Sean Parnell is vice-president of public policy for The Philanthropy Roundtable, a national organization representing approximately 660 family foundations, community foundations, and individual philanthropists. Parnell wrote the following opinion piece about the Washington DISCLOSE Act of 2018.
America has a rich tradition and culture of philanthropic giving, which helps to explain why charitable giving in our nation far exceeds that of any other country. A key part of that culture of philanthropy has been allowing donors to decide for themselves whether to publicize their giving or keep it private. Unfortunately, the state legislature is currently considering campaign finance legislation that would not only undermine this bedrock principle but would also jeopardize important First Amendment rights.
Why would philanthropists want to keep their giving hidden from the public? For many, it’s a matter of following religious convictions – the Bible urges Christians to “not do your charitable deeds before men,” while the Jewish rabbi and scholar Maimonides ranked anonymous giving quite highly in his writings on the subject. Islam and Buddhism also favor anonymous charity.
For others, it’s simply a practical matter of wanting to avoid unsolicited requests for contributions. George Eastman, the founder of Eastman-Kodak, anonymously gave $10 million over a century ago to the Massachusetts Institute of Technology. He was later unmasked as the donor, and The New York Times noted that Eastman “had abundant occasion to regret that his identity is no longer a secret… he has become quite aware of the perils beset the paths of those pursued by the advocates of endless worthy causes.”
Sometimes charitable donors simply don’t want the attention a large gift might bring to them, or to family members. One recent donor to Florida Atlantic University requested anonymity because his daughter was a student at the school and he didn’t want to draw any attention to her.
Many donors who give anonymously are concerned about activists and politicians seeking retribution if they give to controversial causes, like a think tank commenting on policy matters or a group supporting immigrants. In recent years donors have lost jobs, had their businesses boycotted, and received death threats.
It also turns out that nearly every charity is controversial to someone – a homeless shelter in Atlanta, Georgia has been fighting efforts by the city to close it down and build a combined police and fire station on the land. It received more than half a million in anonymous contributions to help pay off an overdue water bill, which the executive director of the shelter explained was because “Anytime a donor appears and is public with us that donor gets attacked.”
It was because of concerns of this sort of retribution that the U.S. Supreme Court ruled in 1958 that the state of Alabama could not force the NAACP to turn over its membership list, rightly seeing this disclosure as a serious threat to freedom of speech and freedom of association.

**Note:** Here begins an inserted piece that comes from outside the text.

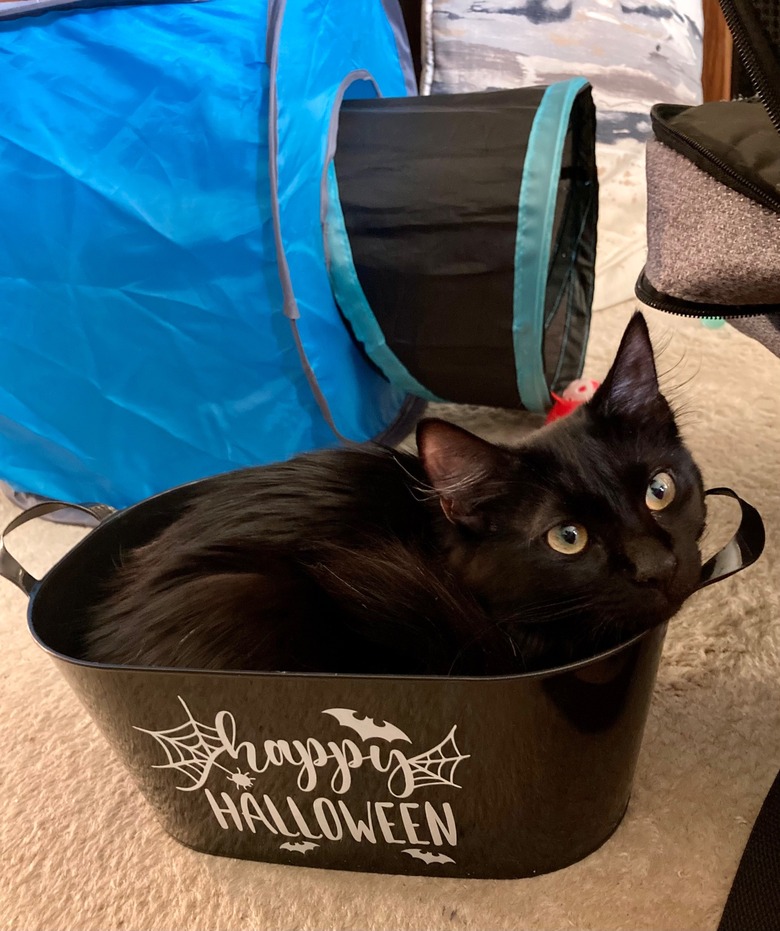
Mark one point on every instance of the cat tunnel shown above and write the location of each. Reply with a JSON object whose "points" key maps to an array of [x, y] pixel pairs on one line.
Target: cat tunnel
{"points": [[231, 232]]}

So what does all of this have to do with a campaign finance bill? A bill known as the Washington State Disclose Act of 2018 would force nonprofits to reveal their donors if they even mention a candidate’s name in many of their communications, such as newsletters or fundraising appeals. This would include a 501(c)3 charity that is not at all attempting to influence an election (charities are in fact prohibited by the federal tax code from intervening in candidate elections), but is simply communicating with donors, clients, or the public on policy or legislative matters.
Consider a blog post put up by the Washington Low Income Housing Alliance following the end of the last legislative session, dated June 30, 2017. It includes discussion of legislation offered by Rep. Nicole Macri of Seattle that the group favors, and mentions her by name. If the Alliance did this again in late June of 2018 and were to mail out its end-of-session analysis to donors, allies, or others with an interest in the group’s work, it could be found to have engaged in an electioneering communication because it mentioned a candidate (assuming Rep. Macri runs for re-election) within 60 days of the August 7, 2018 primary.
A charity that mails out a fundraising letter that simply mentions its work to ensure the “Governor’s budget” addresses key community needs could likewise be forced to reveal its donors.
Washington’s nonprofit charities do important work sheltering the homeless, feeding the hungry, enriching culture, educating citizens, and promoting justice. Quite often, this requires them to comment on matters before the legislature, something this bill in its present form would make difficult if they also want to honor their donors’ requests for privacy. Rather than drag charities into the world of campaign finance regulation (which would also impose significant administrative burdens on them), the bill’s advocates should recognize that 501(c)3 organizations cannot intervene in elections and should not be included in the bill’s provisions.